Computers are getting better each year at AI-style tasks, especially those involving vision—identifying a face, say, or telling if a picture contains a certain object. In fact, their progress has been so significant that some researchers now believe the standardized tests used to evaluate these programs have become too easy to pass, and therefore need to be made more demanding.
At issue are the “public data sets” commonly used by vision researchers to benchmark their progress, such as LabelMe at MIT or Labeled Faces in the Wild at the University of Massachusetts, Amherst. The former, for example, contains photographs that have been labeled via crowdsourcing, so that a photo of street scene might have a “car” and a “tree” and a “pedestrian” highlighted and tagged. Success rates have been climbing for computer vision programs that can find these objects, with most of the credit for that improvement going to machine learning techniques such as convolutional networks, often called Deep Learning.

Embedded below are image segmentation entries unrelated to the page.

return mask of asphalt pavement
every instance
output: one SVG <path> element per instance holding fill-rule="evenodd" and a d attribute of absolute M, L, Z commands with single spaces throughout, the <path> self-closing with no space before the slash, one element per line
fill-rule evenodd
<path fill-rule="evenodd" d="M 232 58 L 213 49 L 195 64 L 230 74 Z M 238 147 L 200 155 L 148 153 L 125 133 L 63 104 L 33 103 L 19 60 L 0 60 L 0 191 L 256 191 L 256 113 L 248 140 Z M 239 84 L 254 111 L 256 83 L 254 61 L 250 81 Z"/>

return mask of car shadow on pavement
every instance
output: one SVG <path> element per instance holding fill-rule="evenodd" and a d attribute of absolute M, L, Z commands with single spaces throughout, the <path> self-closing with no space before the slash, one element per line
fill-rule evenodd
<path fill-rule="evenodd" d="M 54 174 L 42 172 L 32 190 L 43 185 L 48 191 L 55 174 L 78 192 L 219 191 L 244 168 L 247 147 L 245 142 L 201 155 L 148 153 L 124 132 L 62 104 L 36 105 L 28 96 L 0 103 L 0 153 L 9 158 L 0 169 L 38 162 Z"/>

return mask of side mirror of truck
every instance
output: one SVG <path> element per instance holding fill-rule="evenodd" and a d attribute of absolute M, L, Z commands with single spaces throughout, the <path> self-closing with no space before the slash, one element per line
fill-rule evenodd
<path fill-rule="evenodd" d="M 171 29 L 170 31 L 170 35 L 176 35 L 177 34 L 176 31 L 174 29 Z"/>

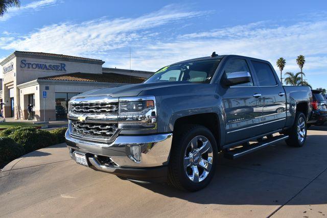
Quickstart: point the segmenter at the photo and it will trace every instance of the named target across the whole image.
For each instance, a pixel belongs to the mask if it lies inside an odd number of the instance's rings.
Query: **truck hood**
[[[128,97],[137,96],[143,91],[164,87],[175,87],[178,86],[194,85],[190,82],[167,82],[152,83],[141,83],[137,84],[126,85],[122,86],[104,88],[92,90],[82,93],[75,98],[83,98],[92,96],[110,95],[112,97]]]

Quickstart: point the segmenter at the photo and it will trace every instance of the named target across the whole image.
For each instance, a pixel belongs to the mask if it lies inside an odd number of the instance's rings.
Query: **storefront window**
[[[56,92],[56,119],[67,118],[68,102],[73,96],[79,94],[75,92]]]

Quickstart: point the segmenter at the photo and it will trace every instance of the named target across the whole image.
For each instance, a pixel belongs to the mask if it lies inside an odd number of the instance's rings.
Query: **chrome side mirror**
[[[222,80],[225,86],[229,87],[251,82],[251,74],[247,71],[231,72],[227,77],[225,75]]]

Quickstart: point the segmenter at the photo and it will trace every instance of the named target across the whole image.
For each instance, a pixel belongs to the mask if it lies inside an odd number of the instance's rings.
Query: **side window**
[[[253,65],[259,86],[274,86],[277,85],[276,78],[270,66],[266,63],[251,61]]]
[[[206,80],[207,74],[204,71],[190,70],[190,82],[203,82]]]
[[[250,69],[244,59],[231,59],[229,60],[225,66],[224,73],[227,77],[228,74],[232,72],[246,71],[250,72]],[[236,85],[233,86],[252,86],[253,85],[253,79],[247,83]]]

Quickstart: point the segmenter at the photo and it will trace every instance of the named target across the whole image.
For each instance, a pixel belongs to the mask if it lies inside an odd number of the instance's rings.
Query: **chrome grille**
[[[117,131],[116,124],[93,124],[72,122],[73,134],[82,136],[110,138]]]
[[[71,106],[72,111],[81,113],[116,113],[118,103],[90,103],[74,104]]]

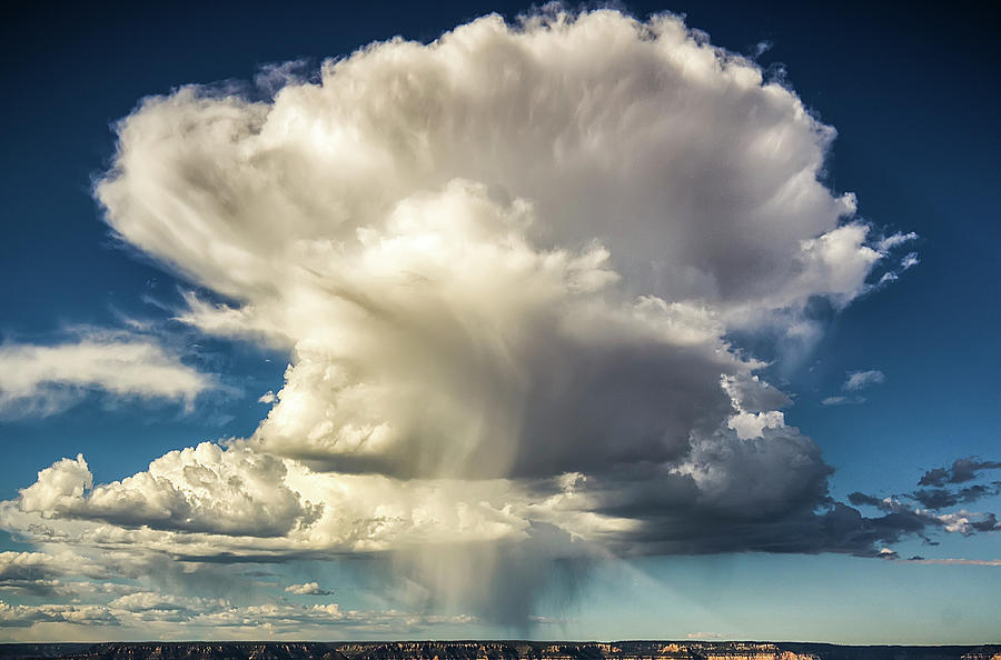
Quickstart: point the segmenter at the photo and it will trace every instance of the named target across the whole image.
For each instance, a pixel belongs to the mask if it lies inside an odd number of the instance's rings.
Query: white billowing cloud
[[[539,558],[900,534],[817,513],[831,469],[726,339],[816,337],[807,303],[873,290],[913,238],[819,180],[834,130],[793,91],[616,11],[283,71],[267,101],[146,99],[96,188],[121,240],[211,292],[180,320],[289,351],[267,418],[108,484],[63,459],[0,526],[185,560],[393,553],[507,621]]]
[[[844,386],[842,386],[842,388],[846,391],[854,392],[858,390],[864,390],[865,388],[870,388],[875,384],[881,384],[885,381],[886,376],[878,369],[872,369],[869,371],[852,371],[848,374],[848,379],[844,381]]]
[[[96,333],[56,346],[0,346],[0,417],[52,414],[87,390],[190,406],[214,386],[143,337]]]

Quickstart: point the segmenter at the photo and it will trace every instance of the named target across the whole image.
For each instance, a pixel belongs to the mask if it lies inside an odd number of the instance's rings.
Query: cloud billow
[[[148,98],[95,190],[107,222],[209,292],[179,319],[288,350],[284,387],[249,438],[110,484],[65,459],[0,522],[205,559],[393,552],[444,594],[446,540],[878,554],[920,530],[833,502],[791,399],[726,339],[815,334],[811,301],[844,308],[913,238],[821,182],[833,137],[678,18],[607,10],[374,43],[264,101]]]

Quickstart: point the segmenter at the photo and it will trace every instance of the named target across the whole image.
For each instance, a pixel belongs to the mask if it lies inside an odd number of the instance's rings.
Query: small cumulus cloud
[[[858,390],[864,390],[865,388],[870,388],[875,384],[882,384],[885,382],[886,377],[882,371],[876,369],[872,369],[870,371],[853,371],[849,373],[848,379],[844,381],[842,389],[854,392]]]

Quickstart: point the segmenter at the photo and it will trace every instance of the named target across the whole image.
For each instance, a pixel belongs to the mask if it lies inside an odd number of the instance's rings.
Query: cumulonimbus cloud
[[[179,319],[289,351],[268,417],[110,484],[66,459],[0,504],[7,529],[413,550],[398,566],[438,578],[448,553],[422,549],[445,540],[875,556],[915,531],[830,500],[791,400],[726,339],[815,333],[811,301],[873,290],[913,238],[822,182],[834,130],[791,89],[677,17],[608,10],[290,70],[265,100],[143,100],[95,191],[118,238],[212,292]]]

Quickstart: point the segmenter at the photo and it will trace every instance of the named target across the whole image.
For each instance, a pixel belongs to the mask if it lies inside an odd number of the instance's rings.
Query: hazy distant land
[[[1001,660],[1001,644],[838,646],[807,642],[108,642],[0,644],[0,659],[76,660]]]

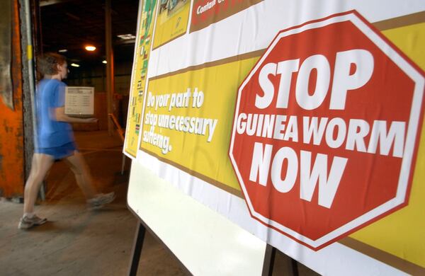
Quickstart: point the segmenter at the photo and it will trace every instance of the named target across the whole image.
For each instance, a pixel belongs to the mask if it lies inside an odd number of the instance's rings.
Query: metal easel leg
[[[140,222],[137,222],[137,229],[136,229],[135,236],[130,269],[128,270],[129,276],[136,276],[137,274],[137,268],[139,267],[139,260],[140,260],[140,254],[142,253],[142,247],[143,247],[145,232],[146,229],[144,226]]]

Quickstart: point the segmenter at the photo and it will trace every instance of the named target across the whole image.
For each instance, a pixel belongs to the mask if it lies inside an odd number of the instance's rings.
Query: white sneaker
[[[47,219],[46,218],[40,218],[34,215],[33,217],[29,218],[27,216],[23,216],[19,221],[19,224],[18,225],[18,228],[20,229],[28,229],[28,228],[31,228],[35,225],[41,225],[46,223]]]
[[[87,204],[90,209],[99,209],[104,205],[110,203],[115,200],[115,192],[109,192],[107,194],[97,194],[94,197],[87,200]]]

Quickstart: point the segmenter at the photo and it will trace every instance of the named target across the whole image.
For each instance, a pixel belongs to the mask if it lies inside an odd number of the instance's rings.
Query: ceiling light
[[[87,46],[86,46],[86,50],[87,51],[93,52],[96,50],[96,47],[92,46],[92,45],[87,45]]]
[[[120,39],[124,40],[134,40],[135,38],[136,38],[136,36],[134,35],[132,35],[131,33],[128,33],[125,35],[117,35],[117,37],[118,37]]]

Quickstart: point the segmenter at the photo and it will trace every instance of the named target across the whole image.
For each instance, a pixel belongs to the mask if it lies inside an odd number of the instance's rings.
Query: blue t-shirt
[[[38,85],[37,134],[38,147],[52,148],[74,142],[72,127],[55,120],[55,108],[65,105],[67,85],[57,79],[42,79]]]

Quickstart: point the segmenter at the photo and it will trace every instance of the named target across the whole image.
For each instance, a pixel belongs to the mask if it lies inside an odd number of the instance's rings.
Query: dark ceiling
[[[112,40],[115,62],[132,60],[132,41],[117,35],[135,35],[138,0],[111,0]],[[98,64],[105,59],[105,0],[41,0],[41,38],[43,52],[62,53],[71,62]],[[88,52],[84,46],[96,47]]]

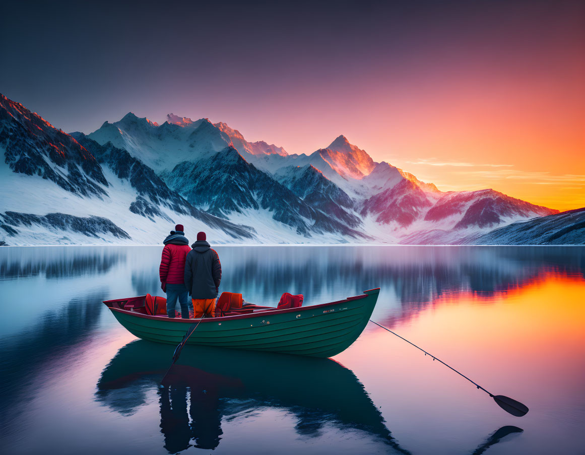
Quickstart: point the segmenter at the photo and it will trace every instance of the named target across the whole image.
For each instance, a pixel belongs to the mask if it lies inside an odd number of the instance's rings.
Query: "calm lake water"
[[[160,388],[174,347],[101,302],[163,295],[161,248],[4,247],[2,453],[585,453],[585,249],[216,249],[260,305],[381,288],[373,319],[530,412],[371,323],[331,360],[187,346]]]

But a group of vision researchers say that simply calling out objects in a photograph, in addition to having become too easy, is simply not very useful; that what computers really need to be able to do is to “understand” what is “happening” in the picture. And so with support from DARPA, Stuart Geman, a professor of applied mathematics at Brown University, and three others have developed a framework for a standardized test that could evaluate the accuracy of a new generation of more ambitious computer vision programs.
An example of an image and corresponding questions proposed by a group of researchers for a Visual Turing Test. The questions would focus on specific regions of the picture and grow in complexity.Image: PNAS
The research was published this week in the Proceedings of the National Academy of Sciences; Geman’s co-authors are all from Johns Hopkins University, in Baltimore, Md., and include his brother, Donald Geman, along with Neil Hallonquist and Laurent Younes.
Their proposed method calls for human test-designers to develop a list of certain attributes that a picture might have, like whether a street scene has people in it, or whether the people are carrying anything or talking with each other. Photographs would first be hand-scored by humans on these criteria; a computer vision system would then be shown the same picture, without the “answers,” to determine if it was able to pick out what the humans had spotted.
Initially, the questions would be rudimentary, asking if there is a person in a designated region of the picture, for example. But the questions would grow in complexity as programs became more sophisticated; a more complicated question might involve the nature of an interaction between different people in the picture.
Eventually, test-developers could end up asking machines for the common-sense, real-world knowledge that has always been the goal of AI researchers. For example, a future question might be, “What will happen to the man in front of the building on whom the piano is about to fall?”
One advantage of the proposed approach, says Geman, is that it would allow a hierarchy of information to be developed for a picture, starting simple and growing more complex. It would also provide the basis for straightforward automated tests that can score how much of that context was being gleaned by the software.
Geman says that because of limitations of today’s data sets, computer vision researchers have been “teaching to the test,” such as creating systems that try to simply detect whether or not a photograph contains a cat. “It’s time to raise the bar,” he says.
Geman conceded that none of the Deep Learning systems currently in use would be able to pass even rudimentary versions of his proposed test. Asked whether the Deep Learning methodology is robust enough to one day be able handle the more complicated contexts and relationships that he interested in, Geman says, “I think the jury is still out on that.”
The proposal by Geman and his colleagues comes at a time when the AI community seems interested in developing better ways of measuring its progress. For example, researchers at a recent conference in Austin, Texas, attempted to come up with a replacement for the well-known Turing Test. They plan to continue their discussions in July in Buenos Aires, at the of the International Joint Conferences on Artificial Intelligence.
Gary Marcus, an NYU researcher who is coordinating those conference sessions, says that while no single test can determine everything about intelligence, the approach being taken by Geman and others is “a very nice, tractable step in the right direction” in a field that “desperately needs a strong set of new challenges that lead to more sophisticated systems.”